YSU POETRY CENTER Cultivating an appreciation for the arts



A goal is to create a joint master of fine arts program with other schools.
By JoANNE VIVIANO
VINDICATOR EDUCATION WRITER
LIBERTY -- It's a Wednesday night and wine is flowing at the Greenway house and so is conversation.
One discussion centers around Eugene Ionesco's "Rhinoceros"; others discuss the differences in writing poetry in "hot" or "cold" blood. But the atmosphere is far from bookish. Jokes are swapped and guitars appear as the group is drawn into music.
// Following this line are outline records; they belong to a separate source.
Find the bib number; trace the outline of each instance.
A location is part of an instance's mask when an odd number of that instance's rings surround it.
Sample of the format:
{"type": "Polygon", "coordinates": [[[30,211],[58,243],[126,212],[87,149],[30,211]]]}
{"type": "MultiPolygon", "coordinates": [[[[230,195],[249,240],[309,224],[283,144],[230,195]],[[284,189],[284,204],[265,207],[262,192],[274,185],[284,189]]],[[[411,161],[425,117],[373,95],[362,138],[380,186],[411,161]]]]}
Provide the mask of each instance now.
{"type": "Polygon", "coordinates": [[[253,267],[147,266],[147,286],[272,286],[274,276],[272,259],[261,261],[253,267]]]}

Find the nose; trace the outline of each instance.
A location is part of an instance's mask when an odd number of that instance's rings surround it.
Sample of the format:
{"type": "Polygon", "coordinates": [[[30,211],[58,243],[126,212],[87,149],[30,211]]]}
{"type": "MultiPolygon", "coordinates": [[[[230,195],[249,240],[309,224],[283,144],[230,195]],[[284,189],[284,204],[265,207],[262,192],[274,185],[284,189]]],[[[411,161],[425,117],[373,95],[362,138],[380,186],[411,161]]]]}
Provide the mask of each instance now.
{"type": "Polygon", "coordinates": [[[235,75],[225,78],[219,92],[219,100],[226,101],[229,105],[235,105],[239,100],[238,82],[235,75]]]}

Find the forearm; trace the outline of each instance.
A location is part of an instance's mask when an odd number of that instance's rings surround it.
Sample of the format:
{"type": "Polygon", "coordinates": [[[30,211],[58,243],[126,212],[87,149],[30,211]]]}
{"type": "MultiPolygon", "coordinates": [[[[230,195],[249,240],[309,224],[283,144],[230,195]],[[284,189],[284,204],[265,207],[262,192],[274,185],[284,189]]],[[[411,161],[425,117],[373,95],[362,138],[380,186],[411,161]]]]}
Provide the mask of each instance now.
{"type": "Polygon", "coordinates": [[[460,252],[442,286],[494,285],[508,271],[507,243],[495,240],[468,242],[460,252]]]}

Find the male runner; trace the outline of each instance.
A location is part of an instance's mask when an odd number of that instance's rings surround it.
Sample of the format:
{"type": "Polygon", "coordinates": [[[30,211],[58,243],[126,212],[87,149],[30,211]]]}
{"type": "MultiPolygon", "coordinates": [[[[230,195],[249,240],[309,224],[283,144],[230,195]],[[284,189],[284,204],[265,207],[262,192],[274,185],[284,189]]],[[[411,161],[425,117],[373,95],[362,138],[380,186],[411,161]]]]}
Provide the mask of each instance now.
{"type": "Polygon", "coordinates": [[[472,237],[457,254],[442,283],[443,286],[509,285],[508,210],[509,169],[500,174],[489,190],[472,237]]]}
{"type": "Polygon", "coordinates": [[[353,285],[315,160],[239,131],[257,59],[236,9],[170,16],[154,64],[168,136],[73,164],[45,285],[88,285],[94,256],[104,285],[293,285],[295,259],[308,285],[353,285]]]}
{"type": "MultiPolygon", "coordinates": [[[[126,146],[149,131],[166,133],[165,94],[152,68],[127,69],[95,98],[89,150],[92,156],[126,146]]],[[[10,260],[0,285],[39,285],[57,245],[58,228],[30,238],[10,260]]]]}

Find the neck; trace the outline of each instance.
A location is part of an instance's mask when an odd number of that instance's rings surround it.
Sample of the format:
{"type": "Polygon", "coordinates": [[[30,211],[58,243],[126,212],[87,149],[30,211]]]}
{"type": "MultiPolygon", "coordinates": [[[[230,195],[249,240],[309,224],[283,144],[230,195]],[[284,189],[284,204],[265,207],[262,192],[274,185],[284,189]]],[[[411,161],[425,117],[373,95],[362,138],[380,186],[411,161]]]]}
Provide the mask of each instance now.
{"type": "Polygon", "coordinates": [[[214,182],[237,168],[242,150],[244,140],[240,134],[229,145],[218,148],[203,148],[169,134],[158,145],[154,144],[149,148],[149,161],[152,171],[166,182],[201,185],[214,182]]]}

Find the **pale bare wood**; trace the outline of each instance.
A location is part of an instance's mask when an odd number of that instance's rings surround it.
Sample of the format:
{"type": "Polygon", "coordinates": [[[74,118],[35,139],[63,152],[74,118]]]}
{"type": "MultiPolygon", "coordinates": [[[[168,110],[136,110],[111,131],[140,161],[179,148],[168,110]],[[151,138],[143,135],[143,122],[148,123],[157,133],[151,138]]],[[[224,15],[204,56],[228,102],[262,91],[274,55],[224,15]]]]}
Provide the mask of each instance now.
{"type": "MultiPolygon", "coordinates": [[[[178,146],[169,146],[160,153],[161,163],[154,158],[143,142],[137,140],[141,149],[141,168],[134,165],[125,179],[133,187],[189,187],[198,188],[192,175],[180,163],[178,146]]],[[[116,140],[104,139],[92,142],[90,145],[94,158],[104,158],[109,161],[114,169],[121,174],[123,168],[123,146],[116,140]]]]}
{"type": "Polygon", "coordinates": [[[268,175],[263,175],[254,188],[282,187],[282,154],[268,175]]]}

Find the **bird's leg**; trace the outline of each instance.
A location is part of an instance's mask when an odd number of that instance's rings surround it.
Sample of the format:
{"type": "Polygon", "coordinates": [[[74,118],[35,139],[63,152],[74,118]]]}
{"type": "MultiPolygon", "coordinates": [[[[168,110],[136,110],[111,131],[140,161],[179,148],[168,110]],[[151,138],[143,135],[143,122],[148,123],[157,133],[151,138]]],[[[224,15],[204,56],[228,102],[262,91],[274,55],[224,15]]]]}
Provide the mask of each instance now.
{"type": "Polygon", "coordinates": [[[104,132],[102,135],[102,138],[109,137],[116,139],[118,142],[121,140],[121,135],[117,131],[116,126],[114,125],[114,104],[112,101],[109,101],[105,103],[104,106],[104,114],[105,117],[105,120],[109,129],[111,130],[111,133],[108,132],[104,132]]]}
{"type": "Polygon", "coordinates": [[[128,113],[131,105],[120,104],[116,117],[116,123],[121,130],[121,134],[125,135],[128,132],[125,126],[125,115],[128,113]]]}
The event is an extension of the Youngstown State University Poetry Center -- not a physical "center" but, rather, a group of English professors who bring poets and other authors to campus. After many readings on campus, listeners gather at receptions, often at the Liberty Township home of Drs. Betty and William Greenway.
"We want Youngstown and the English Department and the poetry department to attract a critical mass of literary activity," said Dr. Philip Brady, the center's director. "It's an opportunity to study and listen to ... highly renowned and accomplished people as well as people from the Mahoning Valley. There are a lot of talented local and regional writers."
Poetry born of suffering
Brady, a native of New York City, came to YSU in 1990. Ever since, he said, he's seen "an enormous amount of latent talent in this area, and the reason for that is there has been a lot of suffering."
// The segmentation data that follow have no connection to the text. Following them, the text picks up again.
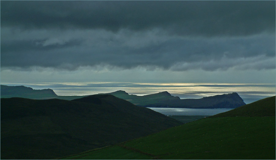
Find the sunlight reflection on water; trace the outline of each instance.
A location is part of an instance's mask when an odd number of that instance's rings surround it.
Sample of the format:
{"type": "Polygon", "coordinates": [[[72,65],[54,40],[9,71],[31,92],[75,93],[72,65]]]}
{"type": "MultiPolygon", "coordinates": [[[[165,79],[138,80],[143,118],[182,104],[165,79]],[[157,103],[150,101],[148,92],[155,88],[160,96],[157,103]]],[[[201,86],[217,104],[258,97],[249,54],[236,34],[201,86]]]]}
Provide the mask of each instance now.
{"type": "Polygon", "coordinates": [[[144,83],[114,82],[5,83],[24,85],[34,89],[50,88],[59,95],[84,95],[107,93],[119,90],[129,94],[143,95],[167,91],[181,99],[199,99],[218,95],[237,93],[247,104],[275,95],[273,84],[204,83],[144,83]]]}
{"type": "Polygon", "coordinates": [[[193,109],[172,108],[148,108],[166,115],[212,116],[227,112],[233,108],[215,109],[193,109]]]}

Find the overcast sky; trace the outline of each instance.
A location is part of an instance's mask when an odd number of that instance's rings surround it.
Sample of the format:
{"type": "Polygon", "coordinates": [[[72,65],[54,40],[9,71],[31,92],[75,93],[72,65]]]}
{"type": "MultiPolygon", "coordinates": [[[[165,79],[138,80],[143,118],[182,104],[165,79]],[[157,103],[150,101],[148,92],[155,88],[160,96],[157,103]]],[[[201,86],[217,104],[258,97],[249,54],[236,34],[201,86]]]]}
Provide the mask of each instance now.
{"type": "Polygon", "coordinates": [[[1,80],[273,83],[275,1],[1,1],[1,80]]]}

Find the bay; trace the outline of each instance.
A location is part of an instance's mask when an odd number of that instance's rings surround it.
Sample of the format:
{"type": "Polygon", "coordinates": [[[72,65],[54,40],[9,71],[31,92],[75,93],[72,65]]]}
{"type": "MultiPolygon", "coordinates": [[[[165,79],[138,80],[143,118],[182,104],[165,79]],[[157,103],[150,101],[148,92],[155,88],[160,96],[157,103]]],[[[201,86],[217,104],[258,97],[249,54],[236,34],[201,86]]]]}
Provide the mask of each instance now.
{"type": "Polygon", "coordinates": [[[194,109],[175,108],[148,107],[166,116],[212,116],[227,112],[233,108],[194,109]]]}

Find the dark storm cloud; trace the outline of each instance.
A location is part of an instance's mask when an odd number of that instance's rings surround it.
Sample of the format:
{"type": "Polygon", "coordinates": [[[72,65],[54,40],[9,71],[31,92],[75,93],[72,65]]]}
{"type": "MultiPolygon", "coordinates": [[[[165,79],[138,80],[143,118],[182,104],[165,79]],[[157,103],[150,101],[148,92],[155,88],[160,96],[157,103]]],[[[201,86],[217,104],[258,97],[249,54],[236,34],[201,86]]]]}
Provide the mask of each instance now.
{"type": "Polygon", "coordinates": [[[275,1],[1,1],[1,66],[275,68],[275,1]]]}
{"type": "Polygon", "coordinates": [[[205,36],[274,32],[275,1],[1,1],[1,24],[30,28],[159,28],[205,36]]]}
Although suffering can silence people and crush them, those who express it show a fuller sense of being human, Brady said.
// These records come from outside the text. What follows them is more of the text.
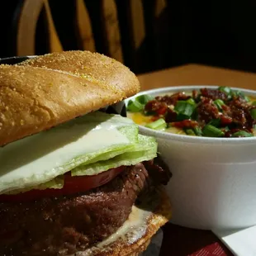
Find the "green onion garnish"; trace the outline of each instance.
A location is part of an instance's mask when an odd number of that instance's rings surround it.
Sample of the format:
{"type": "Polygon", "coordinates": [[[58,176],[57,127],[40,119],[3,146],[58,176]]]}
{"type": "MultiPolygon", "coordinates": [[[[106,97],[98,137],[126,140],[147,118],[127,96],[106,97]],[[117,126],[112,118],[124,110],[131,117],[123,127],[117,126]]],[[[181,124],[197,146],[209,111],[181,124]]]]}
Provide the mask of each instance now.
{"type": "Polygon", "coordinates": [[[206,125],[202,130],[202,135],[206,137],[222,137],[224,132],[211,125],[206,125]]]}
{"type": "Polygon", "coordinates": [[[208,125],[211,125],[211,126],[215,126],[215,127],[218,127],[220,125],[220,118],[218,118],[218,119],[211,119],[209,121],[208,125]]]}
{"type": "Polygon", "coordinates": [[[140,112],[144,109],[144,105],[137,101],[130,100],[127,104],[127,111],[130,112],[140,112]]]}
{"type": "Polygon", "coordinates": [[[192,104],[192,105],[195,105],[196,104],[195,101],[192,97],[189,98],[188,100],[187,100],[186,102],[187,102],[189,104],[192,104]]]}
{"type": "Polygon", "coordinates": [[[251,111],[249,112],[252,115],[252,116],[254,117],[254,119],[256,119],[256,108],[251,109],[251,111]]]}
{"type": "Polygon", "coordinates": [[[217,99],[215,100],[214,104],[217,106],[218,109],[220,111],[222,110],[222,106],[225,105],[224,102],[222,100],[217,99]]]}
{"type": "Polygon", "coordinates": [[[201,136],[202,132],[201,132],[201,129],[199,126],[194,127],[193,130],[194,130],[197,136],[201,136]]]}
{"type": "Polygon", "coordinates": [[[244,130],[239,130],[232,135],[232,137],[253,137],[253,136],[254,136],[253,134],[244,130]]]}
{"type": "Polygon", "coordinates": [[[185,119],[188,119],[192,116],[194,109],[194,105],[190,104],[185,101],[178,101],[174,107],[176,112],[186,116],[185,119]]]}
{"type": "Polygon", "coordinates": [[[164,119],[160,118],[152,123],[146,124],[145,126],[154,130],[164,130],[167,127],[167,124],[164,119]]]}
{"type": "Polygon", "coordinates": [[[135,101],[139,102],[142,105],[147,104],[149,101],[152,101],[154,97],[150,95],[144,94],[135,97],[135,101]]]}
"There were people who had the need to feel the Zeitgeist, -- the feeling of this area ... the spirit of the place," Brady explained. "There's something different about this place from the rest of America. It can be bitter ... but, if tapped in the right place, it can be very wise."
Dozens of poets and authors have read in the Poetry Center's reading series since it was established in 1994. Among them are Pulitzer Prize-winners such as Robert Olen Butler and W.D. Snodgrass and other award-winning writers, including Sharon Olds, William Heyen and Nigerian-born Tanure Ojaide.
On average, readings draw 100 people. Most are attending such an event for the first time and respond positively, learning that poetry is not "elitist, arcane or iconoclastic," Brady said.
Rescued by grants
As state cuts strangled the YSU budget, the center's budget was slashed in half this year, to about $3,000, Brady said. A $3,200 private grant from poet Nin Andrews and her husband, Jim Andrews, a YSU physics professor, saved the year's reading series. An additional $700 grant from the Ohio Arts Council paid for a fall visit from poet Bruce Bond.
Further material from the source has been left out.